By the late 90s the attractions of the Crescent depicted by Rowe had become tarnished by the same pattern of neglect and disrepair used to justify the demolition of part of the neighbouring shopping parade for the construction of the O2 Centre. In a letter to the Ham&High (April 3, 1998) I argued against the proposed demolition of the Crescent and for the ‘restoration to its former glory and the conversion to public use (perhaps as a green space or community market) of the railway land to which it gives access’.The demolition went ahead. Given the physical difficulties of the site for conventional private sector developments, the result has been an abandoned site and a stretch of forbidding fencing which residents and visitors have had to tolerate for over 20 years.The only use ever found for the site was a massive electronic billboard thankfully removed a few years ago.
The question posed in my 1998 letter, ‘Could we be told what plans exist for the Midland Crescent site?’ and its suggested use as a public space for small scale economic and cultural activities seem to be even more apposite now given the long period of inactivity and the employment difficulties in the services sector arising from the Covid pandemic.
Perhaps Camden Council should consider taking the site back into public ownership and develop it along the lines suggested. A competition to find an imaginative architectural design faithful to the old Crescent and the uses suggested might help generate interest. Better still would be a reconstruction of the old Crescent using the original plans, if they still exist.
Still no progress on library lift
George Stern, Eton Court, Highgate, writes:
As a long-standing resident of Shepherds Hill and regular user of Highgate Library I am very disappointed that the library has still not been made accessible for the disabled.
Elderly and disabled people may well have wanted to attend the Holocaust Memorial event at the library in January this year, but the event was inaccessible to them because of the steep staircase. A lift has been talked about by the Highgate Neighbourhood Forum and Haringey Council for years and yet no progress has been made.

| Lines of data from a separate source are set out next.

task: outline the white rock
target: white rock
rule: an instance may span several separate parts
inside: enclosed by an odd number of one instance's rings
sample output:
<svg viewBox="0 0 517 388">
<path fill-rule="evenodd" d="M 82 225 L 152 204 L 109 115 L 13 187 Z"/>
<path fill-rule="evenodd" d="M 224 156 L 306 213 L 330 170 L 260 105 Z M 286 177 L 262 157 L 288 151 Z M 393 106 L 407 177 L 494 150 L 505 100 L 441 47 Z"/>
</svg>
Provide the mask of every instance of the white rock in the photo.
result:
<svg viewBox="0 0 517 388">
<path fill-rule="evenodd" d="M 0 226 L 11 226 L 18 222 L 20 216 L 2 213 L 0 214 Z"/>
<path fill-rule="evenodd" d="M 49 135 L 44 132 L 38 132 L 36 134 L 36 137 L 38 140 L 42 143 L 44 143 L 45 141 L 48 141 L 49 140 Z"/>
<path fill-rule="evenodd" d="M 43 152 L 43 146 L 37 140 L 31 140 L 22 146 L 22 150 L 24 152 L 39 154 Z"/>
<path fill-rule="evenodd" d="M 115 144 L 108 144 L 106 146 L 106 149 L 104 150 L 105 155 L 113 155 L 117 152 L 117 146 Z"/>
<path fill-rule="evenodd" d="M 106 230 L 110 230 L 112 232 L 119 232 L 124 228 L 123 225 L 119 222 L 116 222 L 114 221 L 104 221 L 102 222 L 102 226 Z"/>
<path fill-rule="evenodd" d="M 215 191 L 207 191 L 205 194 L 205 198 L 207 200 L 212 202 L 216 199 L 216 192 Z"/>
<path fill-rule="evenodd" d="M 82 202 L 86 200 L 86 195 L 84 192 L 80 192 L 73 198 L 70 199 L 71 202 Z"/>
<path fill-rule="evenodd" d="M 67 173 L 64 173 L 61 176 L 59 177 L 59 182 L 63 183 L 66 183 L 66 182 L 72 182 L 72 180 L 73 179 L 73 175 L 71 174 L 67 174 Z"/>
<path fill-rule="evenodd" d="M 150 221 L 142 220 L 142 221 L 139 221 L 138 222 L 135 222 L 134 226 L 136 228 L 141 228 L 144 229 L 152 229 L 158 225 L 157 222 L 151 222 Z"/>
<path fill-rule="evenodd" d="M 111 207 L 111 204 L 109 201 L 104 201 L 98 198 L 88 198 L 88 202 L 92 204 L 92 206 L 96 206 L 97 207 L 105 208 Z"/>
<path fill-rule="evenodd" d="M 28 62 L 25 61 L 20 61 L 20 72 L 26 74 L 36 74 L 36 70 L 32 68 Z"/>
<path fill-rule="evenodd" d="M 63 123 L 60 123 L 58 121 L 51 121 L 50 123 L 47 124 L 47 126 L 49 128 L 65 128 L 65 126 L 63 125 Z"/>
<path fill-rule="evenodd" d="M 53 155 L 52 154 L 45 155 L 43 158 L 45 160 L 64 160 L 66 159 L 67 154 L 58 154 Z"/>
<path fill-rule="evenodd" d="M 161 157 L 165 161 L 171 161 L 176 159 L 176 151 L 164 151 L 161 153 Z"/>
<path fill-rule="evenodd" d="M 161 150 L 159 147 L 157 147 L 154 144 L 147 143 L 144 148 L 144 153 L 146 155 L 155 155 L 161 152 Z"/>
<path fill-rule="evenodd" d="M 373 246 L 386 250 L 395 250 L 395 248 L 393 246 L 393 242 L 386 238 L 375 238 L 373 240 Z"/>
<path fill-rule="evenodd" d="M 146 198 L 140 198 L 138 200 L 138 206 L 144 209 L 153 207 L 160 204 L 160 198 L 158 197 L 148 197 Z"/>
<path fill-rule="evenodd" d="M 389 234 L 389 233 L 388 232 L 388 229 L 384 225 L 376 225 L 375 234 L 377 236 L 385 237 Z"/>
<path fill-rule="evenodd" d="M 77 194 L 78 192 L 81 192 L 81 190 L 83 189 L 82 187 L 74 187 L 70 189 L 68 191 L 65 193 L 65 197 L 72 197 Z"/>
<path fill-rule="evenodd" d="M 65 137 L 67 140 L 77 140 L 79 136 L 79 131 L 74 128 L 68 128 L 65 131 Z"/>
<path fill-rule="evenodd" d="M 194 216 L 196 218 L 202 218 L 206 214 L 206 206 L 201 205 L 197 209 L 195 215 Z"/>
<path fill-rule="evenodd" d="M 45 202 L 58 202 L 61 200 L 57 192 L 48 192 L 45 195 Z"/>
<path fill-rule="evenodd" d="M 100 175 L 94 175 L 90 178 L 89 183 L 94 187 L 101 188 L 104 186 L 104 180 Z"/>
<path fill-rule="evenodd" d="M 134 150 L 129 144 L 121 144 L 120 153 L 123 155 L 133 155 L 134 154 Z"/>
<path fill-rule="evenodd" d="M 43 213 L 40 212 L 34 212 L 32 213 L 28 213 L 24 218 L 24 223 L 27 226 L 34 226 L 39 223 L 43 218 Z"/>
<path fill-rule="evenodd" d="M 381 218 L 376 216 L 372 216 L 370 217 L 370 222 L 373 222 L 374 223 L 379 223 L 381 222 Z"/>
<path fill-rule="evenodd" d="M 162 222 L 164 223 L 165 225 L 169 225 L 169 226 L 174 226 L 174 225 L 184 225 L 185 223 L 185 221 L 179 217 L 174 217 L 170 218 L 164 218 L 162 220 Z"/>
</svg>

It’s now time for the council’s library officer to make a statement about the forthcoming installation of a lift.
Driving is the only option for many
A Hampstead resident, full name and address supplied, writes:
I am getting very tired of the constant tirade from well-meaning people exorting us to walk, cycle or take public transport instead of driving.
It’s beginning to sound like a permanent echo of Norman Tebbitt in 1981 - who thought that “getting on your bike” could solve unemployment problems. There are a considerable number of us who are not physically equipped - either through age or infirmity - to utilise the soles of our feet in this way, and the prospect of relying on expensive and unrealiable public transport (especially in inclement weather) is unappealling to say the least.
Might I suggest that those keen to get us out of our cars should seek the views of people less well-equipped physically and tone down their stridency.
Closure of vital road must cease
Roy Walker, Camden, full address supplied, writes:
I have just seen that Jamestown Road between Arlington Road and Camden High Street has been sign posted as closed to traffic.
It is utterly disgraceful and shameful that Camden has used the cover of the pandemic to implement closure of a vital road without consulting any of those who live and work in this area.
Camden have shown by this action that they have total and utter contempt for both residents and businesses in this area who will now be seriously adversely affected by this disgraceful action.
Life is already very hard, without Camden impinging on the free movement of local people.
This closure will now push a lot of traffic onto other local roads in the vicinity, making them far more congested than they already are, given that in these times it is necessary for safety reasons for people especially those who are either shielding themselves or vulnerable people, to use their cars.
The concentration of traffic onto other roads will have a serious negative effect, both in the creation of unnecessary distances travelled, traffic jams and the pollution resulting from stationary vehicles trapped in these traffic jams.
I call upon you, as local councillors to immediately reverse this disgraceful and contemptuous action implemented by Camden Council.